Highlights & Insights¶
- Theoretical Contribution: Proof of equivalence between label smoothing and regularized pairwise ranking, unifying the generative and discriminative training perspectives.
- Paradigm Innovation: Extends the "pre-training + fine-tuning" paradigm from language models to reward models.
- Practical Value: The foundation RM can be reused across tasks, substantially reducing annotation costs for new tasks.
- Meta-learning Perspective: Generative pre-training can be viewed as implicitly learning the meta-knowledge of "what constitutes good text."
Limitations & Future Work¶
- The inference cost of generative RMs is higher than that of discriminative RMs with a single scalar output.
- Log-likelihood as a reward may not align perfectly with human preferences on certain tasks (e.g., creative writing).
- Domain bias in pre-training data may affect the generalization of the RM in specific specialized fields.
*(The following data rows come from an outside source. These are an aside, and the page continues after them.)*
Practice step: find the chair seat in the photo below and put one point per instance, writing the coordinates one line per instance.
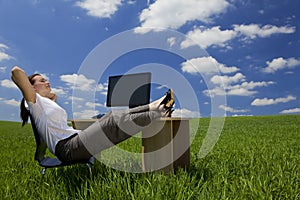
(50, 162)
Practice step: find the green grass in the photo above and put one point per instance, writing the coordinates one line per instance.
(255, 158)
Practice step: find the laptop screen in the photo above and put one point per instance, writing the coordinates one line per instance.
(129, 90)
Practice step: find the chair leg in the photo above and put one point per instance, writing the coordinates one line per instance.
(44, 171)
(89, 167)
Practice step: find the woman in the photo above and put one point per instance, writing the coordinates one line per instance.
(71, 145)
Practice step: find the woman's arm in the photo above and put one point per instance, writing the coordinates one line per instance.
(20, 78)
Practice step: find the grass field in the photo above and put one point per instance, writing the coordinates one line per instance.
(255, 158)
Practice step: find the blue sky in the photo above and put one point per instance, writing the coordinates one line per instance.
(253, 44)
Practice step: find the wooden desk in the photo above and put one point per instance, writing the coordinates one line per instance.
(166, 145)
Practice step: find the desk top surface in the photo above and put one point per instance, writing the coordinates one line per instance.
(159, 119)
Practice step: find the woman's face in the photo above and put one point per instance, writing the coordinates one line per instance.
(41, 85)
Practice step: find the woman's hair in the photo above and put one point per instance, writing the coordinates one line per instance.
(24, 114)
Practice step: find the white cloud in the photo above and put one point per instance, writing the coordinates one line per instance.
(232, 110)
(173, 14)
(3, 55)
(206, 65)
(289, 111)
(266, 101)
(72, 98)
(2, 69)
(12, 102)
(99, 8)
(253, 31)
(78, 82)
(281, 63)
(243, 89)
(171, 41)
(93, 105)
(208, 37)
(85, 114)
(185, 113)
(58, 91)
(8, 84)
(227, 80)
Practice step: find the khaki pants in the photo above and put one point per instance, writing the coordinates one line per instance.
(111, 129)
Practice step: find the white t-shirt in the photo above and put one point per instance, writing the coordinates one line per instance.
(51, 121)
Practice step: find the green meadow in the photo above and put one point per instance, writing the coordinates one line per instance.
(254, 158)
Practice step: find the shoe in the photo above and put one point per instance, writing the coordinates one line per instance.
(168, 101)
(169, 112)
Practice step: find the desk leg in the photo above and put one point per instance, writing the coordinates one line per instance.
(181, 144)
(168, 149)
(158, 149)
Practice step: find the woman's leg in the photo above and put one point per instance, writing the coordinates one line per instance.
(111, 129)
(115, 127)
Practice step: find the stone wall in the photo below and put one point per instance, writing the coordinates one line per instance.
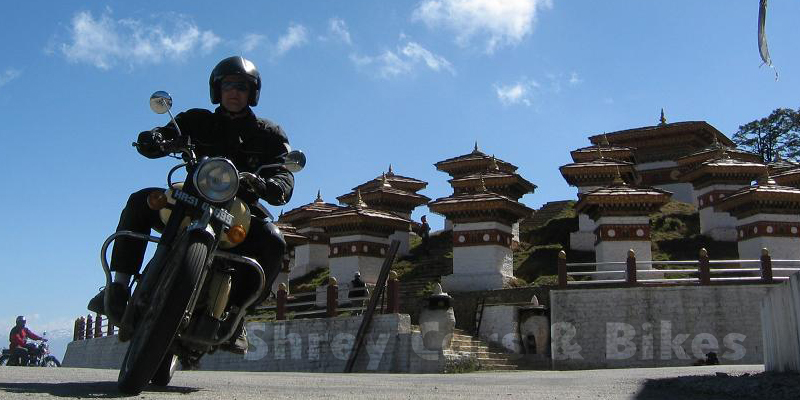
(466, 303)
(305, 345)
(780, 316)
(655, 326)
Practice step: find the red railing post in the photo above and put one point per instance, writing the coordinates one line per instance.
(89, 326)
(392, 294)
(703, 269)
(766, 266)
(98, 325)
(333, 297)
(280, 307)
(630, 270)
(562, 269)
(81, 329)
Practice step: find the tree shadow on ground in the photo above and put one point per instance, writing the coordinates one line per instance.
(723, 386)
(96, 390)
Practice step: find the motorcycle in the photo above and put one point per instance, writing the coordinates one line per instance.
(179, 309)
(38, 356)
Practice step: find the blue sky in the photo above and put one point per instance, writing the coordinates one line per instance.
(356, 84)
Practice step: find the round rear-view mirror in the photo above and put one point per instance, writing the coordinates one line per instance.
(160, 102)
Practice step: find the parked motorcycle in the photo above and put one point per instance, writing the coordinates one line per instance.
(180, 308)
(38, 356)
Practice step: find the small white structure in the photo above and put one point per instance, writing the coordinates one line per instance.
(589, 176)
(313, 252)
(767, 217)
(482, 256)
(359, 240)
(713, 180)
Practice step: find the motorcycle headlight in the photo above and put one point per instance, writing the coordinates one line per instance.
(216, 180)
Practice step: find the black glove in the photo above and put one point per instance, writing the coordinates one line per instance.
(254, 187)
(149, 144)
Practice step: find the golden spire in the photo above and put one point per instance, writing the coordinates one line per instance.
(767, 180)
(384, 181)
(359, 201)
(493, 164)
(618, 179)
(482, 187)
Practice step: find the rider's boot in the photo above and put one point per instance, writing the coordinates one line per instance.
(238, 343)
(118, 300)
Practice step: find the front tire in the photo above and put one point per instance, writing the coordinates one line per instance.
(152, 338)
(165, 371)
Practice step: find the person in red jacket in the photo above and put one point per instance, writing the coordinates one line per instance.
(20, 348)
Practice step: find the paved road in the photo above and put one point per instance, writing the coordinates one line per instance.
(19, 382)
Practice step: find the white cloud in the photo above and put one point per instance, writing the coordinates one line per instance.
(9, 75)
(337, 29)
(295, 36)
(501, 23)
(405, 60)
(105, 42)
(415, 53)
(517, 93)
(252, 41)
(574, 79)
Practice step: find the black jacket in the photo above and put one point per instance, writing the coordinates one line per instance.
(248, 141)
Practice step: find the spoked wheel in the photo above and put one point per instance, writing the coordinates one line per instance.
(165, 371)
(51, 362)
(160, 322)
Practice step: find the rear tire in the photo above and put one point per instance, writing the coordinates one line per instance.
(153, 337)
(165, 371)
(51, 361)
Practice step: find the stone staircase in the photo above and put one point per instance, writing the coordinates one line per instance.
(410, 288)
(545, 214)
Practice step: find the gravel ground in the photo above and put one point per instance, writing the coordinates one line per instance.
(764, 385)
(706, 382)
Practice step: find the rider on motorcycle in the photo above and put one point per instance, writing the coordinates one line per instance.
(231, 131)
(20, 348)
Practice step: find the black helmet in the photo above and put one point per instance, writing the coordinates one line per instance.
(235, 65)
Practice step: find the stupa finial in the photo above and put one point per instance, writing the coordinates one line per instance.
(359, 201)
(618, 179)
(767, 180)
(384, 181)
(493, 164)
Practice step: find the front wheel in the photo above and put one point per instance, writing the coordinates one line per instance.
(152, 338)
(165, 371)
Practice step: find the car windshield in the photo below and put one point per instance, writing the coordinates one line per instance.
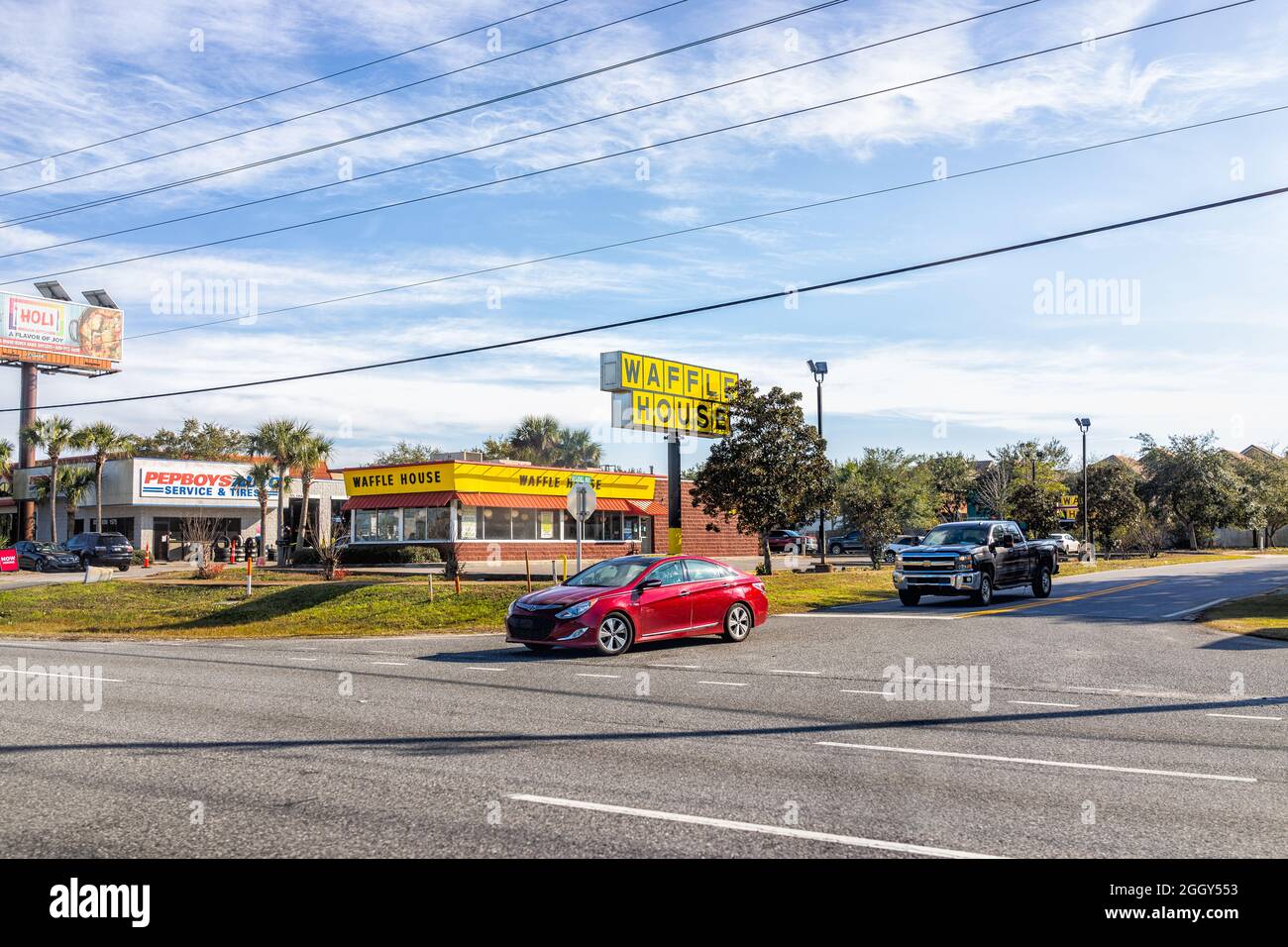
(957, 534)
(612, 574)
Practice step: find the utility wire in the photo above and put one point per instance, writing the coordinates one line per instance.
(506, 141)
(604, 158)
(675, 313)
(290, 88)
(349, 102)
(424, 119)
(715, 224)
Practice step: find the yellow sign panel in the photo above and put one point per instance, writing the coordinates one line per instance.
(665, 395)
(490, 478)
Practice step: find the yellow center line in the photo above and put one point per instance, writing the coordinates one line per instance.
(1057, 600)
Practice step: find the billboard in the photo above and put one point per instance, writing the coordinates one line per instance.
(53, 333)
(665, 395)
(183, 483)
(490, 478)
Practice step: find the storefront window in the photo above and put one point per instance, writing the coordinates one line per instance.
(468, 523)
(386, 526)
(423, 525)
(365, 526)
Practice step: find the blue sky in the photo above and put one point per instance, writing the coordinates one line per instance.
(956, 359)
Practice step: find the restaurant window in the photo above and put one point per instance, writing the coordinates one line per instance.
(468, 523)
(423, 525)
(365, 526)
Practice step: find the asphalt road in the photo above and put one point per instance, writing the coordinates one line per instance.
(1111, 725)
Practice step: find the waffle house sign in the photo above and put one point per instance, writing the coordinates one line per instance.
(668, 397)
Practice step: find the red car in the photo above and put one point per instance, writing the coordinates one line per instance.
(639, 598)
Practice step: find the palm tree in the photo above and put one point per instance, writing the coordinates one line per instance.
(262, 475)
(314, 449)
(104, 441)
(281, 441)
(53, 436)
(578, 449)
(73, 483)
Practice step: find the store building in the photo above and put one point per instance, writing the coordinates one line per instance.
(503, 509)
(154, 501)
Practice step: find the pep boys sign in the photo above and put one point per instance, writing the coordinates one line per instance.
(217, 483)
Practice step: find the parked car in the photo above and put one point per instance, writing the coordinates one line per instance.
(900, 544)
(975, 560)
(101, 549)
(790, 541)
(846, 543)
(1065, 543)
(46, 557)
(614, 603)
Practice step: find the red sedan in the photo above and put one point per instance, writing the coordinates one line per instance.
(639, 598)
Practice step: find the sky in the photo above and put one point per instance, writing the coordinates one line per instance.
(1170, 328)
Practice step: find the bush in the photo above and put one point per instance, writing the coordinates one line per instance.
(361, 554)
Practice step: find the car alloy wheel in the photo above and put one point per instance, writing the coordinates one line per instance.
(737, 622)
(613, 635)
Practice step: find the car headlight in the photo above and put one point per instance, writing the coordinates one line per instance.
(575, 611)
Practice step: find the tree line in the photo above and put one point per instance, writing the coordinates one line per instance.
(772, 472)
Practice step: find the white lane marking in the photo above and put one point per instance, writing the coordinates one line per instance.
(69, 677)
(1041, 763)
(752, 827)
(1197, 608)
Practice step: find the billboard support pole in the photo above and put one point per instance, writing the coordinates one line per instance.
(26, 449)
(673, 493)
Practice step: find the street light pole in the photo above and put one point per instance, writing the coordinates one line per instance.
(819, 371)
(1083, 425)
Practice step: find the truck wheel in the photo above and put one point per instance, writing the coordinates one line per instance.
(984, 594)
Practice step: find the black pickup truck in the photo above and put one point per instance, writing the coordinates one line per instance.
(975, 558)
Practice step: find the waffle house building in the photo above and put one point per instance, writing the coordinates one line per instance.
(488, 509)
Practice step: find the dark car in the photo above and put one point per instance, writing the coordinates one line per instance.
(639, 598)
(974, 560)
(46, 557)
(790, 541)
(102, 549)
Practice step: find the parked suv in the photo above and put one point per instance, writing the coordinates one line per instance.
(790, 541)
(102, 549)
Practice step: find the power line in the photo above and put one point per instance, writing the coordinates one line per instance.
(290, 88)
(349, 102)
(511, 141)
(610, 155)
(421, 120)
(677, 313)
(719, 223)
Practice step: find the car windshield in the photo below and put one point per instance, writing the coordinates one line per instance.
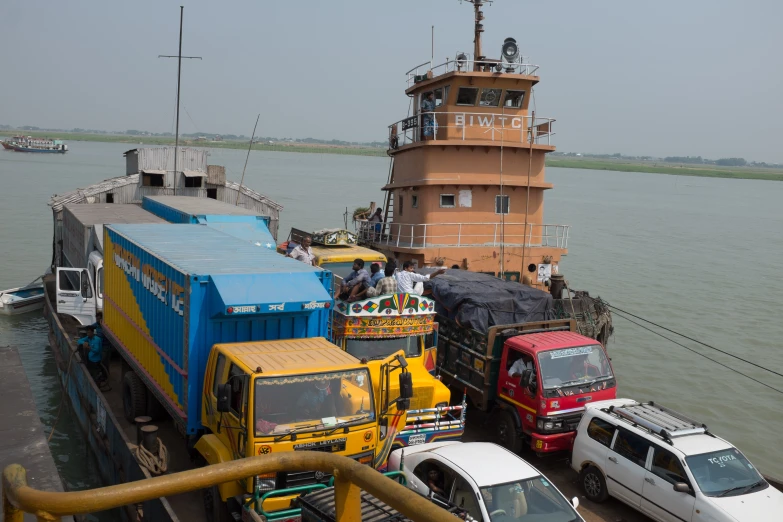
(374, 349)
(532, 500)
(724, 473)
(299, 402)
(571, 366)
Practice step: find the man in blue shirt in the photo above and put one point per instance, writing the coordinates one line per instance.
(93, 346)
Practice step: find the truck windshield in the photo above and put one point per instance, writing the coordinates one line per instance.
(299, 402)
(569, 366)
(535, 498)
(725, 473)
(374, 349)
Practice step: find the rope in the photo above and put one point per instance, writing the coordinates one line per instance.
(697, 341)
(156, 464)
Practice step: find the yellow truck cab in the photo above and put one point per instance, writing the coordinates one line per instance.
(335, 250)
(375, 328)
(263, 398)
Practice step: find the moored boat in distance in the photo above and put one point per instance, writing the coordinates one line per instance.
(31, 144)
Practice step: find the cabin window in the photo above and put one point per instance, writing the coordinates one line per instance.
(467, 96)
(490, 97)
(447, 201)
(514, 99)
(193, 181)
(501, 204)
(152, 180)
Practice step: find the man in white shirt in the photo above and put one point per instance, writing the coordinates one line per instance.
(409, 282)
(303, 252)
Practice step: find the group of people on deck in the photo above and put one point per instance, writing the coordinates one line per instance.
(360, 284)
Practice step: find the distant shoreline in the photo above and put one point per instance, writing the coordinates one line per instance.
(650, 167)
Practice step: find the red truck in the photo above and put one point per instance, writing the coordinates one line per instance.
(542, 400)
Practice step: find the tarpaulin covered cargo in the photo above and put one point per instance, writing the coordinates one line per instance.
(479, 301)
(80, 220)
(235, 221)
(173, 291)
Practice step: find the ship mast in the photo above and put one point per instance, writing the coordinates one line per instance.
(179, 58)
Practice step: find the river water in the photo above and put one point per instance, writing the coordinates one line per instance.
(698, 255)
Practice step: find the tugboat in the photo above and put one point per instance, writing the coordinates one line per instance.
(467, 177)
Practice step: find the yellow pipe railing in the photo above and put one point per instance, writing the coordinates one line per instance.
(350, 478)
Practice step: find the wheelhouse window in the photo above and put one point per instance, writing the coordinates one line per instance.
(490, 97)
(501, 204)
(447, 201)
(467, 95)
(514, 99)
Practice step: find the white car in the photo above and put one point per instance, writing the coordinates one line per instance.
(668, 466)
(486, 480)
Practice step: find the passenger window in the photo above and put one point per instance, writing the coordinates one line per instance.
(632, 447)
(490, 97)
(601, 431)
(467, 95)
(237, 389)
(514, 99)
(667, 466)
(219, 368)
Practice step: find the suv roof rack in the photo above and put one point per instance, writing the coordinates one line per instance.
(666, 423)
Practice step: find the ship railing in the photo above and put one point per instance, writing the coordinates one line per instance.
(351, 478)
(492, 126)
(428, 70)
(425, 235)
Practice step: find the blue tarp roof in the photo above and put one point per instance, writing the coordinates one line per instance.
(200, 250)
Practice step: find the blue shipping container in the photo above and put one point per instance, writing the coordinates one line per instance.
(173, 291)
(235, 221)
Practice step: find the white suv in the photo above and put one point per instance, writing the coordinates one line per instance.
(667, 466)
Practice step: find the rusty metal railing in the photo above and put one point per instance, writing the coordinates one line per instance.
(350, 479)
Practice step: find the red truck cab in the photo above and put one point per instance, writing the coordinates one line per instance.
(544, 381)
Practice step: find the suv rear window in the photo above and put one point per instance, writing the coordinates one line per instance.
(601, 431)
(632, 447)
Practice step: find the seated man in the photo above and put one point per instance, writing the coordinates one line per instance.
(356, 281)
(375, 276)
(409, 282)
(386, 285)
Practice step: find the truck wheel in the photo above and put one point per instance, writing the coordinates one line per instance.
(154, 408)
(215, 509)
(593, 484)
(506, 431)
(134, 396)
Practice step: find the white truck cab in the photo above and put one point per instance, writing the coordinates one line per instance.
(667, 466)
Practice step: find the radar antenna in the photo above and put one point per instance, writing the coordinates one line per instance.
(477, 56)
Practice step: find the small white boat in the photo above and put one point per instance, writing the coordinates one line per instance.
(22, 300)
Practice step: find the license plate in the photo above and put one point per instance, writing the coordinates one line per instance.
(416, 439)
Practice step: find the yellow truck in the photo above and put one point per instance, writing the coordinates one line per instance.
(335, 250)
(262, 398)
(372, 330)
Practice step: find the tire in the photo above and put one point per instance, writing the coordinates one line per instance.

- Computational cost of large-scale pre-training.
Related Work & Insights¶
- Connection with DPO: DPO also uses likelihood ratio as an implicit reward; GRAM further generalizes this concept to foundation models.
- Comparison with GPT-4 as a judge: GRAM provides a parameterized, trainable alternative.
- Insight: The equivalence between generative and discriminative models can potentially be leveraged in more scenarios.
Rating¶
- Novelty: ⭐⭐⭐⭐ The concept of generative foundation RM and its theoretical connections are novel.
- Experimental Thoroughness: ⭐⭐⭐⭐ Comprehensive multi-task validation.
- Writing Quality: ⭐⭐⭐⭐ Good integration of theory and experiments.
- Value: ⭐⭐⭐⭐⭐ Provides a new paradigm for RM training with high practicality.